I’ve noticed that he continues to see the floor well, run the team, and distribute the ball. He does these things in life … in his family life, his church ministry, his professional career. John is a great servant leader wherever God has placed him. He is a faithful steward of his time, talent, and treasure. He can still run the point but he really knows how to follow the Coach.

Among my many blessings, I have two brothers who are good and godly men. When we get together, we tell stories from back in the day – the older we get the better we were – but I have witnessed how both have played the game of life. I am a proud brother.

What about me?

From Leadership Network:

“In 1985, Bob Buford decided to create an organization that would address the leadership and organizational needs of large, complex churches and Christian organizations. He wrote a mission statement and business plan for the idea and hired a full-time staff person. To make sure the idea had sufficient resources, he committed 30 percent of his time and funded the budget. The result was Leadership Network.

In 1992, Duncan Campbell, the owner of a timber investment firm, became concerned about high-risk kids in Portland, Oregon. He developed a business plan and put up the money to fund his idea. He committed 50 percent of his time to the organization, Friends, that provides mentors for troubled youth in the Portland area.

In 1994, Tom Luce, a successful attorney, had a dream for an organization that would change the nature of public education in the state of Texas. He wrote a mission statement and business plan, hired a full-time staff person and committed his own money as well as 50 percent of his time. The result is ‘Just for the Kids.’”

All three of these social entrepreneurs are still at it today, helping to change things for the better; helping to change lives and organizations for the good. It would be easy to say that we don’t have the resources available to these men, but what are we doing with the resources entrusted to us?

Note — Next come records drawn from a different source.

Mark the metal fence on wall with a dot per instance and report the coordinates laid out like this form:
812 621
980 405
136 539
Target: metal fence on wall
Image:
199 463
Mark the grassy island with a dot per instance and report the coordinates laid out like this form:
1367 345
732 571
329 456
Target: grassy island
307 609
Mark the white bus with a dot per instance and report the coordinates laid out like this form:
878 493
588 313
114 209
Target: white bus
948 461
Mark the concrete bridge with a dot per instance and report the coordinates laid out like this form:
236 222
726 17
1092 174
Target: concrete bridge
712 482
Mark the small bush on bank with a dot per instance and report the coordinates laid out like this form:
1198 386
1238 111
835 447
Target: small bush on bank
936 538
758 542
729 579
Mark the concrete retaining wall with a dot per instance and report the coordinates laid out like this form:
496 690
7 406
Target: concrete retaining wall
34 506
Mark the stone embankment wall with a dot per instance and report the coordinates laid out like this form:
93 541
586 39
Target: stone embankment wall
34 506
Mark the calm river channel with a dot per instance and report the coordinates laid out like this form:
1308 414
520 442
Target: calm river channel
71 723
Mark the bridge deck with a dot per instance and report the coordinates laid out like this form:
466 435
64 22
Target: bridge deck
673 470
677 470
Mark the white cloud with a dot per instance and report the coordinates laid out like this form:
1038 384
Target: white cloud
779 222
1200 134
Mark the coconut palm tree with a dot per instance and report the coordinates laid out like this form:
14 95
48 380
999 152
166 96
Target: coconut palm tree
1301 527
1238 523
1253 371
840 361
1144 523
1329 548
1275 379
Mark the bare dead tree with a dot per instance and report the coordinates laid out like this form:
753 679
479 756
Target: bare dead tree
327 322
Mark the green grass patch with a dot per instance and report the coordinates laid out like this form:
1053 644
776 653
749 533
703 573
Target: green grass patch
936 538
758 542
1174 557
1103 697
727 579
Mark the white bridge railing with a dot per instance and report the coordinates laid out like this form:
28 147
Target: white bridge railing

Amelia Mohr was 8 years old at the time. Our church was collecting food to help an organization similar to Buckhead Christian Ministry. We distributed grocery bags much like we have done this month and asked our members to bring the bags so we can donate the food to BCM. Amelia wasn’t satisfied filling the sack her family picked up at church. She wanted for more bags and went to her neighbors and asked them to fill up a bag to help hungry people. She told her parents that she needed their help to pick up the bags from their neighborhood. She followed up with each neighbor until each had participated.

Stewardship is about life. We have all been given so much. We don’t own any of it; we have been entrusted with a sacred charge. Your time, talent, and treasure can make a difference. One day there will be an accounting. “To whom much has been given, much will be required.”

I read that somewhere …

If you don’t want to give until it hurts, how about giving until it helps? See you Sunday, ready to worship, ready to serve.